Projet scientifique
Axe 3 : Héritages et innovations dans la construction des territoires (2016-2018)

Urban Nature in the Digital Age.
From Collective Urban Gardens to Individual Micro-Landscapes

2018 | Built Environment, Volume 44, Number 3, Autumn 2018, pp. 354-373(20) | Alexandrine Press
Type de publication : Articles dans des revues scientifiques à comité de lecture

Résumé en français
La politisation de la nature urbaine est devenue presque inévitable, à tel point que la Mairie de Paris, comme beaucoup d’autres villes européennes, a mis en place de projets de végétalisation dans la ville. Aujourd’hui, la mise en œuvre d’un ensemble de politiques et de programmes publics pourrait se résumer en une volonté d’obtenir de grands résultats (100 ha de nature en ville) grâce à des dispositifs basés sur une valeur participative à petite échelle et élevée. En commençant par l’histoire de la nature à Paris de 1789 à nos jours, l’article cherche à comprendre si et comment a évolué la place accordée à la population par rapport à la gestion de la chose publique.
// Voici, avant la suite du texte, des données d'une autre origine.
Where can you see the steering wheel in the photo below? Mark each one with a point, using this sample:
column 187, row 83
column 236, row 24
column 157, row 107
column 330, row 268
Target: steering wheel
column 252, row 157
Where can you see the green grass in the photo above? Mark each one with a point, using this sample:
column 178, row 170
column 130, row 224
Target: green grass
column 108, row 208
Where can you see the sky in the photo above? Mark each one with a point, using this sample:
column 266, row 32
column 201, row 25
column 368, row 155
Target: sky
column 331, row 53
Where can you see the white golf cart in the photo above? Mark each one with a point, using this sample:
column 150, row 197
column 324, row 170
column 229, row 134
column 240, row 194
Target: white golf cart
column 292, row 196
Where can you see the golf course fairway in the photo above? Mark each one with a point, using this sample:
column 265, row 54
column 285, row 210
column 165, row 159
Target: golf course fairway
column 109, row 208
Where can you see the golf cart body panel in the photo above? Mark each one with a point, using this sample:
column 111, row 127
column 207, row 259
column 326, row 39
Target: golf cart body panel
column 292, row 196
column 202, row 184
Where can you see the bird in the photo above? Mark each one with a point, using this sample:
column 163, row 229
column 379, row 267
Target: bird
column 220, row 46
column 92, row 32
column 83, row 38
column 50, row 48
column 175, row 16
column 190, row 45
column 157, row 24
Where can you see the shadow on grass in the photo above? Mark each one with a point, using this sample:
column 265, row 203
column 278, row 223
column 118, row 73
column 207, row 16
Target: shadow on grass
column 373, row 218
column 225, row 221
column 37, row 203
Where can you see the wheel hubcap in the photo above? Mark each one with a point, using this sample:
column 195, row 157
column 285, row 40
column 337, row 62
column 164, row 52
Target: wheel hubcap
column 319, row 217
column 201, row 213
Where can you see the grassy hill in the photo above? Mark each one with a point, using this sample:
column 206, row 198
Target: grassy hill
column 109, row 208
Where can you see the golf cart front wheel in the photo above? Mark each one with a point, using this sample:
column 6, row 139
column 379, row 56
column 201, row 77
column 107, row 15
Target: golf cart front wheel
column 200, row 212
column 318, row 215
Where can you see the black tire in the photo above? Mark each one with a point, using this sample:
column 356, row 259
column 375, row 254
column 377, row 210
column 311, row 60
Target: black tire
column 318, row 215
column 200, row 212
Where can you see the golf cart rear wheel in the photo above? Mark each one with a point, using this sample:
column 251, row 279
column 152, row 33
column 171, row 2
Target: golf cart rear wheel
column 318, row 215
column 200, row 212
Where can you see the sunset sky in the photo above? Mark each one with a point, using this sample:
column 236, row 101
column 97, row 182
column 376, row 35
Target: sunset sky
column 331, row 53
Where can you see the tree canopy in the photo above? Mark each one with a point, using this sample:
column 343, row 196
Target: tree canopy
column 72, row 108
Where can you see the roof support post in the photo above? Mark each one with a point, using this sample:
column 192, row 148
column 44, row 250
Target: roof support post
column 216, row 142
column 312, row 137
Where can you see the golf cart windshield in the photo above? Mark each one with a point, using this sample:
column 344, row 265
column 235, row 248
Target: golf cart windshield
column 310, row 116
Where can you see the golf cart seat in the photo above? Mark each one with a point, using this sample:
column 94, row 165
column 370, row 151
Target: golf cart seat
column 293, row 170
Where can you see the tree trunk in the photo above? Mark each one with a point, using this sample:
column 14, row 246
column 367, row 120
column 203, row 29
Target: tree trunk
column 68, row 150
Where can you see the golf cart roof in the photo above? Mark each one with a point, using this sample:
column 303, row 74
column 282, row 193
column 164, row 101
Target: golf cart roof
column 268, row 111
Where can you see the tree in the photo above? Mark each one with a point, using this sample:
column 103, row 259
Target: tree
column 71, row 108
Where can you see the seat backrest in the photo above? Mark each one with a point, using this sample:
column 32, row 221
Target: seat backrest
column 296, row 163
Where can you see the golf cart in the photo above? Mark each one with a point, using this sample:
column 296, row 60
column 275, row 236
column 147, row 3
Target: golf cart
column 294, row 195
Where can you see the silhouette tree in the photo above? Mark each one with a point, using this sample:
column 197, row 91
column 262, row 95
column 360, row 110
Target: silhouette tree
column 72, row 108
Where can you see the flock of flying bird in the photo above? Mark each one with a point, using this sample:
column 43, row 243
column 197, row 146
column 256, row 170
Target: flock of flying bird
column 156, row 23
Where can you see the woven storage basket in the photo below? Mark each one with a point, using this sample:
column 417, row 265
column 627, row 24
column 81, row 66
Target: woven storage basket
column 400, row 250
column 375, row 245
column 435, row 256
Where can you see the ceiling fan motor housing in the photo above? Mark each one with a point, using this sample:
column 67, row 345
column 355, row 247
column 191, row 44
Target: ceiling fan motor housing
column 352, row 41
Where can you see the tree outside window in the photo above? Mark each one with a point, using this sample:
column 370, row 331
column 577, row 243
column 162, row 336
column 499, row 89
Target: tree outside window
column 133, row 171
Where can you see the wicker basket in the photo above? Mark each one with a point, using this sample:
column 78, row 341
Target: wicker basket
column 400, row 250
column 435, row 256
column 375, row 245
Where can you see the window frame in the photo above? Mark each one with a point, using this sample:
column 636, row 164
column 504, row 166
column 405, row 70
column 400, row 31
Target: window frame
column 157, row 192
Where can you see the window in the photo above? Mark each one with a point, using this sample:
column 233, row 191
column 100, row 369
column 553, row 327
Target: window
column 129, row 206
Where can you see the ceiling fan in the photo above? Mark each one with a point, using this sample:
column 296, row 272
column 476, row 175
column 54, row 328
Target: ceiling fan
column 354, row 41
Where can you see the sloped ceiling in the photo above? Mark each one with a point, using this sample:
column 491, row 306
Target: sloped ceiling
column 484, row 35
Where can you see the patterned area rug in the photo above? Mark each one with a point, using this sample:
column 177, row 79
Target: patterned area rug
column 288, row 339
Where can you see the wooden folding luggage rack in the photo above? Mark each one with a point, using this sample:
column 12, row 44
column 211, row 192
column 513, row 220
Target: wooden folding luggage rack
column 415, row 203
L’analyse met en évidence un changement intervenu dans l’approche des politiques publiques vis-à-vis de la nature urbaine, en ce qui concerne la participation des citoyens aux projets de végétalisation de la ville : de la gestion de la nature effectuée davantage par des entités collectives (associations) semble maintenant faire l’objet de plus en plus d’une approche individuelle (citoyenne), qui s’est généralisée grâce à l’utilisation de plateformes et d’applications numériques.

English Abstract
The politicization of urban nature has become almost unavoidable, to the point that the City Council of Paris, like many others European cities, has for a long time been involved in the development of vegetalization’s projects in the city. Today the implementation of a corpus of public policies and programmes could be summed up in a desire to achieve great results (100 ha of nature in the city) through devices that are based on small-scale and high participatory value. Beginning with the history of nature in Paris from 1789 to the present day, the article seeks to understand if and how the place given to the inhabitants in relation to the res publica has evolved. The analysis underlines a shift that has taken place in the public policy approach to urban nature, concerning citizen participation in the city’s vegetalization projects : the management of nature which was carried out more by collective entities (associations) now seems to be more and more subject to an individual approach (citizen), which has become more widespread thanks to the use of digital platforms and applications.